875-koko-eating-bananas
Question
****https://leetcode.com/problems/koko-eating-bananas/description/****
Koko loves to eat bananas. There are N
piles of bananas, the i
-th pile has piles[i]
bananas. The guards have gone and will come back in H
hours.
Koko can decide her bananas-per-hour eating speed of K
. Each hour, she chooses some pile of bananas, and eats K bananas from that pile.

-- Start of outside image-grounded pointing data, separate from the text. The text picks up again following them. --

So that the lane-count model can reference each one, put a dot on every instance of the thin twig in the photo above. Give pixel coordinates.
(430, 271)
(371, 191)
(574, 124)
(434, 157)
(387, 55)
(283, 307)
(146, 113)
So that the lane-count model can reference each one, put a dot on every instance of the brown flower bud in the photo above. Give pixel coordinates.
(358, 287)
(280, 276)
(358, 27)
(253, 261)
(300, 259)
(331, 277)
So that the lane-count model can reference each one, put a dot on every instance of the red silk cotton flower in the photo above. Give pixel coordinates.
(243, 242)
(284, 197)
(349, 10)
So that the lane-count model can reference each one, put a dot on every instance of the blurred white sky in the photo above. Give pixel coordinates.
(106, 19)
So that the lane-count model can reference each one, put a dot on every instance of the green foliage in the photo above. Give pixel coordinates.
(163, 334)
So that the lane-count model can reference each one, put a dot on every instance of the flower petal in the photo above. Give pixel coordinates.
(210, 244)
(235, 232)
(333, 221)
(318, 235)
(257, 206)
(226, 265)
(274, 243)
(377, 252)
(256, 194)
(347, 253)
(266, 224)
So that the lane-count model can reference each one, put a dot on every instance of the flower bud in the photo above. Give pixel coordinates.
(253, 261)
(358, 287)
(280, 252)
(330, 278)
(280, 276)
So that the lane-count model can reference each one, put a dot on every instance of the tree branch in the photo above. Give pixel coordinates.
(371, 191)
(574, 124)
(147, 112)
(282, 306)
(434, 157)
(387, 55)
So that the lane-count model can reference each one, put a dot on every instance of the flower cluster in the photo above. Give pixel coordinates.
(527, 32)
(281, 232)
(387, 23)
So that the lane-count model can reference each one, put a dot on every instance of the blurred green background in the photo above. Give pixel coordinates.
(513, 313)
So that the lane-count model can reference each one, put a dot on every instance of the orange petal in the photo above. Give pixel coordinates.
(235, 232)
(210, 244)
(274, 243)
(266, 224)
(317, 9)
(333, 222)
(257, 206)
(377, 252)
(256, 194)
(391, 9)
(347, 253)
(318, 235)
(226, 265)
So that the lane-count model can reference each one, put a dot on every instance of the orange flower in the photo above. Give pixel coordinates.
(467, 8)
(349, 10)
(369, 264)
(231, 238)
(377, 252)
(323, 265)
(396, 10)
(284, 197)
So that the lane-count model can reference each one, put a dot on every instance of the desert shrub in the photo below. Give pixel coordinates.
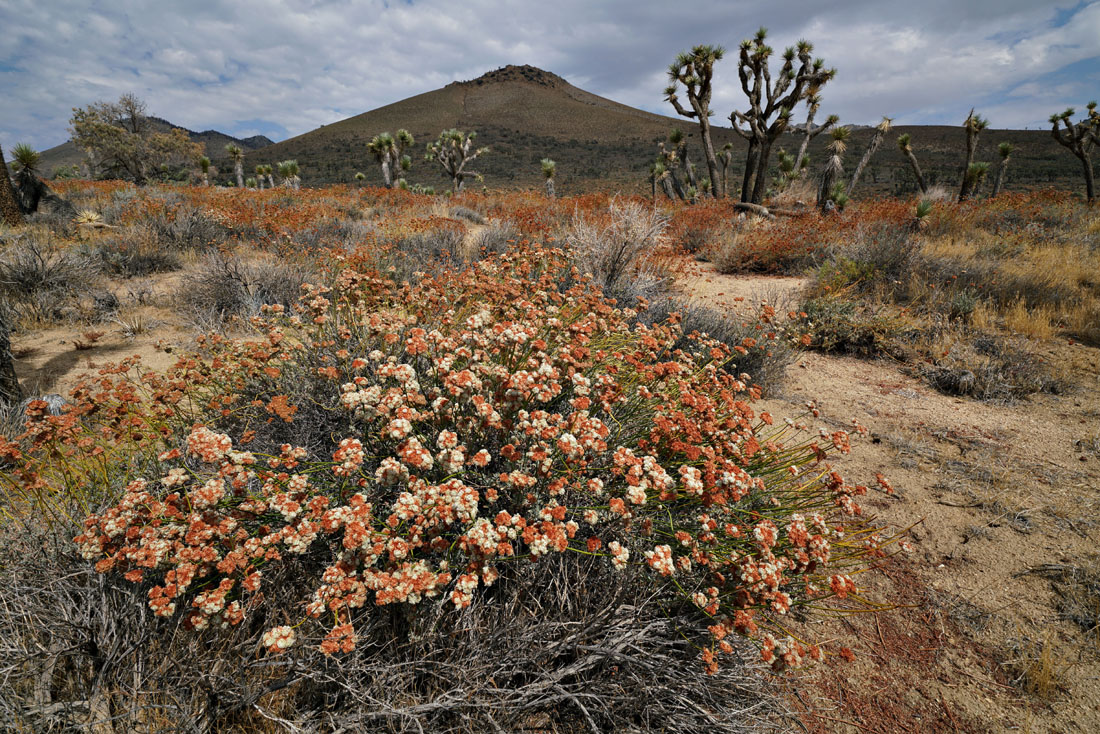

If the pile has less than K
bananas, she eats all of them instead, and won't eat any more bananas during this hour.
Koko likes to eat slowly, but still wants to finish eating all the bananas before the guards come back.
Return the minimum integer K
such that she can eat all the bananas within H
hours.
- Example 1:
Input: piles = [3,6,7,11], H = 8
Output: 4
Example 2:
Input: piles = [30,11,23,4,20], H = 5
Output: 30
Example 3:
Input: piles = [30,11,23,4,20], H = 6
Output: 23
Note:
1 <= piles.length <= 10^4
piles.length <= H <= 10^9
1 <= piles[i] <= 10^9
Thought Process
- Binary Search
- Since the time is bounded by 1 and 10e9, we can successively half our search, lo and hi respectively
- When the function canFinish(mi), we set our hi = mi, else we can increase our speed, so lo = mi + 1
- Time complexity O(nlog(w)), where w is the range and n is number of elements
- Space complexity O(1)
- Search Starts from Average Speed
- Instead of making guess, we can smartly guess our initial value to be sum / H
- If the speed is not enough, we can increase speed by 1 until Koko can finish it
- Time complexity O(n)
- Space complexity O(1)
Solution
class Solution {
public int minEatingSpeed(int[] piles, int H) {
int lo = 1, hi = 1000000000;
while (lo < hi) {
int mi = lo + (hi - lo) / 2;
if (canFinish(piles, mi, H)) hi = mi;
else lo = mi + 1;
}
return lo;
}
private boolean canFinish(int[] piles, int K, int H) {
int hour = 0;
for (int pile : piles) {
hour += (pile - 1) / K + 1;
}
return hour <= H;
}
}
class Solution {
public int minEatingSpeed(int[] piles, int H) {
long sum = 0;
for (int pile : piles) sum += pile;
long speed = (sum - 1) / H + 1L;
while (true) {
if (canFinish(piles, speed, H)) return (int) speed;
else speed++;
}
}
private boolean canFinish(int[] piles, long K, int H) {
int hour = 0;
for (int pile : piles) {
hour += (pile - 1) / K + 1;
}
return hour <= H;
}
}